A rowing boat soared towards the heights of the Fisht Olympic Stadium, trying to catch stars on this night when the world celebrated the achievements of the Olympians.
A total of 700 performers performed as the dancing sea, and they finished by creating the five Olympic Rings and in a delightful self deprecating moment, they initially formed the four rings and the fifth much smaller, a reference to the one that did not open on Opening Ceremony night.

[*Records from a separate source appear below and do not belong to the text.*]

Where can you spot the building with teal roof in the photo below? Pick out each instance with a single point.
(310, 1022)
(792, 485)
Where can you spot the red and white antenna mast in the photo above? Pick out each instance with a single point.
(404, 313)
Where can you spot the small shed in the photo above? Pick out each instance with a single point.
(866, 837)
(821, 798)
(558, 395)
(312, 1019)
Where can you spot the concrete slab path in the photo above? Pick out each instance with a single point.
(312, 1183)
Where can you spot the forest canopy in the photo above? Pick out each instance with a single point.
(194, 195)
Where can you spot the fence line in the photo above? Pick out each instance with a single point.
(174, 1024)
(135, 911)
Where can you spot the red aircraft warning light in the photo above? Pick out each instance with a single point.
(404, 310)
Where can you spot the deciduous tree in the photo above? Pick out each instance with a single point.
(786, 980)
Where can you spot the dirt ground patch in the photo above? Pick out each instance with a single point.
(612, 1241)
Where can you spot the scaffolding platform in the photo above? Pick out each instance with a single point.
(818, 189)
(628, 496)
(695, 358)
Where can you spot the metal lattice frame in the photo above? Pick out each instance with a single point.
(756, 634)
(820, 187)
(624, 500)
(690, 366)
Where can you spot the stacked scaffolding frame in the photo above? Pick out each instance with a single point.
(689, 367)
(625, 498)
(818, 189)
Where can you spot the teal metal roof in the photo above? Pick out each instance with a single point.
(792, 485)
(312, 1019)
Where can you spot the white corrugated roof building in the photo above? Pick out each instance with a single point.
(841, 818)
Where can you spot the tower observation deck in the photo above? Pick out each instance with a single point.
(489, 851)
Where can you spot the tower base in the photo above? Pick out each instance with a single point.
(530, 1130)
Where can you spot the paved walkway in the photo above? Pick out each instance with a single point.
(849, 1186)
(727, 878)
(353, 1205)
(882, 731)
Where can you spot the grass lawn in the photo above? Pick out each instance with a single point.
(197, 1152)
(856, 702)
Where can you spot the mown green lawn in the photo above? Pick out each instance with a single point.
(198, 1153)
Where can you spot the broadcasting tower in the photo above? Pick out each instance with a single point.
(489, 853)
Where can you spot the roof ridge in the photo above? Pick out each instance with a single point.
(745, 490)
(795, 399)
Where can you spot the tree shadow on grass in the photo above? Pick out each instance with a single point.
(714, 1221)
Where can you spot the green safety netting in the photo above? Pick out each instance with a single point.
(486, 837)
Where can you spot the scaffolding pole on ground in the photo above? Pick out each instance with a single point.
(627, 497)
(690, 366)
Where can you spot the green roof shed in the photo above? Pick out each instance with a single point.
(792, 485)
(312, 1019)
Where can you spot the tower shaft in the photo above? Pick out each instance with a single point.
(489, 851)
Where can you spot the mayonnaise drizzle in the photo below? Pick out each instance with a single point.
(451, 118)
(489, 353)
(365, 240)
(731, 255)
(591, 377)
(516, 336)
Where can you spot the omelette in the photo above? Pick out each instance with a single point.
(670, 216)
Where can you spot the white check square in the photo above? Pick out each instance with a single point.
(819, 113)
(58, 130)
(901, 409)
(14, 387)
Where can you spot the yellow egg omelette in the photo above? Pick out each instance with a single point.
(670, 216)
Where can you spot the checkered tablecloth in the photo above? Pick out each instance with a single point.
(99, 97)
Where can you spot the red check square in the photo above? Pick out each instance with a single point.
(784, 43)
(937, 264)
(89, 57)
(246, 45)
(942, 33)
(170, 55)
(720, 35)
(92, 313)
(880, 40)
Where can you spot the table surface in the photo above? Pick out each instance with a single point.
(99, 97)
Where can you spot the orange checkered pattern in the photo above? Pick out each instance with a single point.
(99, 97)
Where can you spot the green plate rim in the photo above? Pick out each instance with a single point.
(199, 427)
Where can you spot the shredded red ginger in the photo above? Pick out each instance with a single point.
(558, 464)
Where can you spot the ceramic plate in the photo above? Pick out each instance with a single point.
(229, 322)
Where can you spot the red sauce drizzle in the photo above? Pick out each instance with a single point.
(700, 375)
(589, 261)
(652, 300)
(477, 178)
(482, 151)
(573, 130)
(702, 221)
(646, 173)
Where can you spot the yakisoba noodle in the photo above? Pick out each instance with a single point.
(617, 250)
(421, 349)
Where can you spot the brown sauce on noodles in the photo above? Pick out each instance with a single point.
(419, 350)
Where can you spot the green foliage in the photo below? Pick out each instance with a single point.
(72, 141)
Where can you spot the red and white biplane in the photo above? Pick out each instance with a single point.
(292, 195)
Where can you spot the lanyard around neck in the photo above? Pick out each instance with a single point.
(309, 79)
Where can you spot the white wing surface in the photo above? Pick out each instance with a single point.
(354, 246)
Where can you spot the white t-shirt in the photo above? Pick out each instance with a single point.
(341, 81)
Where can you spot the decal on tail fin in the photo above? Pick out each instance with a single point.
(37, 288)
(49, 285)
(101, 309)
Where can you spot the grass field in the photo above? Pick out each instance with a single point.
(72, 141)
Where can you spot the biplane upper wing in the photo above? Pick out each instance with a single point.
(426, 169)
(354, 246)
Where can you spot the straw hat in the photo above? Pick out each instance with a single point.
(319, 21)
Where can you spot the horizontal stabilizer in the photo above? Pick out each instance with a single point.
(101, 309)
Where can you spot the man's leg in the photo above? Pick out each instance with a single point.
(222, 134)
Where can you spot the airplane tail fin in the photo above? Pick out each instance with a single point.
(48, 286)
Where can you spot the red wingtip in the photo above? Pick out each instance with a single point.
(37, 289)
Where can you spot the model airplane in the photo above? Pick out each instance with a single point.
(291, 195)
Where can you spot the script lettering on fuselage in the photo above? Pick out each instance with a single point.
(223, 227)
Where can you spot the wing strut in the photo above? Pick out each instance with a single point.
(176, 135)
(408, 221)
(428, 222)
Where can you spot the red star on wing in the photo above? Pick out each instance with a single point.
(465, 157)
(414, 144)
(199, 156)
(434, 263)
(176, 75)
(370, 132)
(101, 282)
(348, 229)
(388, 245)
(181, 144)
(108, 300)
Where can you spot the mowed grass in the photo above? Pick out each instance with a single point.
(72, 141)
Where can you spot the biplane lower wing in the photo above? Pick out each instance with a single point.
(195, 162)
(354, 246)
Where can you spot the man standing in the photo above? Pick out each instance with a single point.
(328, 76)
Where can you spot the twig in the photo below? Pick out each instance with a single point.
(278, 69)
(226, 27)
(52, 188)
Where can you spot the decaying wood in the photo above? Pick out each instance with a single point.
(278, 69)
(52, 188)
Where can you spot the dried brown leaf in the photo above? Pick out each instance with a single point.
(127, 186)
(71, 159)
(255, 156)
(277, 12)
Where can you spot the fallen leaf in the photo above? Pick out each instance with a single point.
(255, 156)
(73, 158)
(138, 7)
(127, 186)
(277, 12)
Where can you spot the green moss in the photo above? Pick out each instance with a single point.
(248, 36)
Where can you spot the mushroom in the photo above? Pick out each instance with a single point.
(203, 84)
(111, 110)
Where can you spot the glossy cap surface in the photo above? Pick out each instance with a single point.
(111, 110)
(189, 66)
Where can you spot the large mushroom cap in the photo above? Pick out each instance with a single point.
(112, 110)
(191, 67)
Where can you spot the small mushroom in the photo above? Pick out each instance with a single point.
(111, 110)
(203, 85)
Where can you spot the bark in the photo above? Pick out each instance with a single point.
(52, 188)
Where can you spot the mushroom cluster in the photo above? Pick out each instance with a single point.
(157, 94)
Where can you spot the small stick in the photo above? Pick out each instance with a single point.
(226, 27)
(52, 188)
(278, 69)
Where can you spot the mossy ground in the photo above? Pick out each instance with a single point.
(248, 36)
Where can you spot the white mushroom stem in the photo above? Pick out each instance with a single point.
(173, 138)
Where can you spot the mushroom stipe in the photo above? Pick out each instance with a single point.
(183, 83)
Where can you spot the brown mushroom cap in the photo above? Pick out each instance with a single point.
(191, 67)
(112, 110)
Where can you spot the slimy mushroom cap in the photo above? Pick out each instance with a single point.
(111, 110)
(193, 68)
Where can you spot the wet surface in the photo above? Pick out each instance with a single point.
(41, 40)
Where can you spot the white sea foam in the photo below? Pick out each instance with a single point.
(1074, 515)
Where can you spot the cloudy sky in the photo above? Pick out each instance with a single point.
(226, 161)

Alexandros Kefalas, a skeleton competitor from Greece, led the way as the Flag bearers were followed into the stadium by the athletes of the Games. They are supposed to come in without distinction of nationality but they do increasingly seem to arrive in groups by country. It would be good to see a return to John Ian Wing's original idea and groups comprised of a number of nations. It surely should not be too hard to achieve and would send a powerful political message.
The Flag bearers entered into the spirit of the occasion by saluting the crowd in a colourful gesture that would have done credit to the Florentine flag throwers of medieval times.
The final medal ceremony of these Games was for the men's mass start cross country race and, just as in Turin eight years ago, it was the host nation's anthem that was played.
Norway's Nordic superstar Ole Einar Bjørndalen capped his own fabulous fortnight with election to the International Olympic Committee (IOC) Athletes' Commission, alongside Canadian ice hockey player Hayley Wickenheiser. In one of the newer and more pleasing traditions of the Olympics, they presented a gift to the volunteers.
Marc Chagall's alternate view of the world saw an upside down village float into the arena. His world of brides and fiddlers recalled the performance of a Greek wedding seen at the Athens 2004 Closing Ceremony
Rachmaninoff's second piano concerto performed by Denis Matsuev was probably the first time so many pianos had been seen in an Olympic arena since the Los Angeles Coliseum in 1984. He was joined by 62 other pianists in the centre of the Fisht Olympic Stadium.
Rimsky Korsakov's masterwork Scheherazade followed, the magical ballet of the Bolshoi and the Kirov entranced the arena.
This was music performed at the closing ceremony of the Asian Games in 2006 in Doha and the motif of the boat also came from those Games. The children Luba Yuri and Valentina joined the dancers centre stage.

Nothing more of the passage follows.